Он долго выслушивал Нарбутаса, передвигая холодную мембрану по обширной груди кузнеца, мял живот под ребрами.
– В данный момент не обнаруживаю ничего угрожающего, – заявил он, отвалившись наконец от Нарбутаса. – Можете успокоить ваших друзей. Они только что опять звонили с завода.
Нарбутас вздохнул с облегчением. Теперь доктор Стубра казался ему удивительно симпатичным и красивым.
– Значит, ничего?
Он переспросил просто для того, чтобы доставить себе удовольствие еще раз услышать эти приятные слова.
Врач не отвечал. Он усердно строчил в толстой тетради, а потом на узких длинных полосках бумаги.
– Я вам, голубчик, все распишу. Щадящая диета. Никаких супов. Ничего жареного. На ночь не есть. Не курить…
– Я не курю, – радостно вставил Нарбутас.
Доктор Стубра продолжал, склонив над бумагой свое топорное лицо, окаймленное артистической шевелюрой:
– …небольшая прогулка перед сном. Ни в коем случае не утомляться. Вы, – он поднял глаза, – вы кем там на заводе?
– Я, доктор, кузнец. Я, значит…
– Кузнечную работу придется оставить.
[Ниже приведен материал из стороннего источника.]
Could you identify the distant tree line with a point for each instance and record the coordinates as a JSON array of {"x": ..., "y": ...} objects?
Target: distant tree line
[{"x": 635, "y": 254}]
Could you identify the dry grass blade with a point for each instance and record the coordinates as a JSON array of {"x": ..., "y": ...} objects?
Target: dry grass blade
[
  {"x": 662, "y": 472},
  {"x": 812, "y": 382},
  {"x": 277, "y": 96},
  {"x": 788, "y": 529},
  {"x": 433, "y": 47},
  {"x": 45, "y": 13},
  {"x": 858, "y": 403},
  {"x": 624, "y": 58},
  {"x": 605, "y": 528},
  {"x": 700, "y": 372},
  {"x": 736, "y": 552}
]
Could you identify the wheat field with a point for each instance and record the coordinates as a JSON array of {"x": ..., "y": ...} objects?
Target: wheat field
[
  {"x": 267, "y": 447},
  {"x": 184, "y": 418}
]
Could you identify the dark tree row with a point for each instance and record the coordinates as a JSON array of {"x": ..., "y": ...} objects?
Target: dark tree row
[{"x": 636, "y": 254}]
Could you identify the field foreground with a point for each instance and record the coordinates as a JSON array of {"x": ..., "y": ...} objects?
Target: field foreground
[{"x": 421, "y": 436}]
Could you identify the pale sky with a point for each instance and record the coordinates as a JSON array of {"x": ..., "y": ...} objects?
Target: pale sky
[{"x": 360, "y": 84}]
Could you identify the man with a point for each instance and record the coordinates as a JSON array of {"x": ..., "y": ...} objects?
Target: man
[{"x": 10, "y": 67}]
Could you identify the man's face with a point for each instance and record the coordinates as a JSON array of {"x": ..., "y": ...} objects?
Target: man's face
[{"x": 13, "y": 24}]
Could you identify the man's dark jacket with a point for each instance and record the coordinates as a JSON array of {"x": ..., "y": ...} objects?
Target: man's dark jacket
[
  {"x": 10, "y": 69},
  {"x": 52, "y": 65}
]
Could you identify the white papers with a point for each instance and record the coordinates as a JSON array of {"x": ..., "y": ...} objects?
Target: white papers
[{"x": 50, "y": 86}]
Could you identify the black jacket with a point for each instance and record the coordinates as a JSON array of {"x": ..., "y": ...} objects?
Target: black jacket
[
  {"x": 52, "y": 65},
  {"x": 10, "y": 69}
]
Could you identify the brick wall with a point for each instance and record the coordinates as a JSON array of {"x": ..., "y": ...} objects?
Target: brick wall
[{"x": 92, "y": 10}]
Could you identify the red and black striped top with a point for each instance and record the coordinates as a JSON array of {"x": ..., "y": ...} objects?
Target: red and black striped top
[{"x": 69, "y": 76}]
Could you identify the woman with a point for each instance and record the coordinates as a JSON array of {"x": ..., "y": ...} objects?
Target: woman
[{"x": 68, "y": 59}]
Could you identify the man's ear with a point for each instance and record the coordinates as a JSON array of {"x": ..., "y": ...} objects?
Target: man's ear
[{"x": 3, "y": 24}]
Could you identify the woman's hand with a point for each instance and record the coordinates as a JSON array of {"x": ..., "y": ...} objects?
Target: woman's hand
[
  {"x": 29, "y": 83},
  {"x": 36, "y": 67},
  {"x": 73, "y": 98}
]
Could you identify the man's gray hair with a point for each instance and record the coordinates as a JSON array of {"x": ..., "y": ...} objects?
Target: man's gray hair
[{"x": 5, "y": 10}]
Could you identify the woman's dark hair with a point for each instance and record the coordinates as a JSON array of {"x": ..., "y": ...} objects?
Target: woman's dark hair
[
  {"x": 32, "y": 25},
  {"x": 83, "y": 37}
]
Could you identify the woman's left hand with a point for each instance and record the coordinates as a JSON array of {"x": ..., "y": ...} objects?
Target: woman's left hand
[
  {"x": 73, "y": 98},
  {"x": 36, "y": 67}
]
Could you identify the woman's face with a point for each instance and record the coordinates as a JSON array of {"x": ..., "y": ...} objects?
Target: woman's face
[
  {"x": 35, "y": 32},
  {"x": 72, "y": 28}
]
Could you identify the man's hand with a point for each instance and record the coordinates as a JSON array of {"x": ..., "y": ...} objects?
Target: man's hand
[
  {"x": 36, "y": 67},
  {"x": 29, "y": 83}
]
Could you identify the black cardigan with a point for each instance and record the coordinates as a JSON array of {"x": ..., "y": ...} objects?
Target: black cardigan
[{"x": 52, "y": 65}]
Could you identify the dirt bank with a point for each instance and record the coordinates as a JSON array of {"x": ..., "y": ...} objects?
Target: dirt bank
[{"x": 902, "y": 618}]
Легкие паровые куриные котлетки…
– Оставить? – переспросил потрясенный кузнец.
– Ну, – сказал врач, – какую-нибудь там легонькую работенку вы можете выполнять.
Нарбутас смотрел на него с ужасом: понимает ли этот медик, что он говорит?
– Доктор, – спросил Нарбутас тихо, – какая у меня болезнь? Говорите прямо, не бойтесь. Мы с вами мужчины…
Стубра улыбнулся, сверкнув не по летам молодыми зубами.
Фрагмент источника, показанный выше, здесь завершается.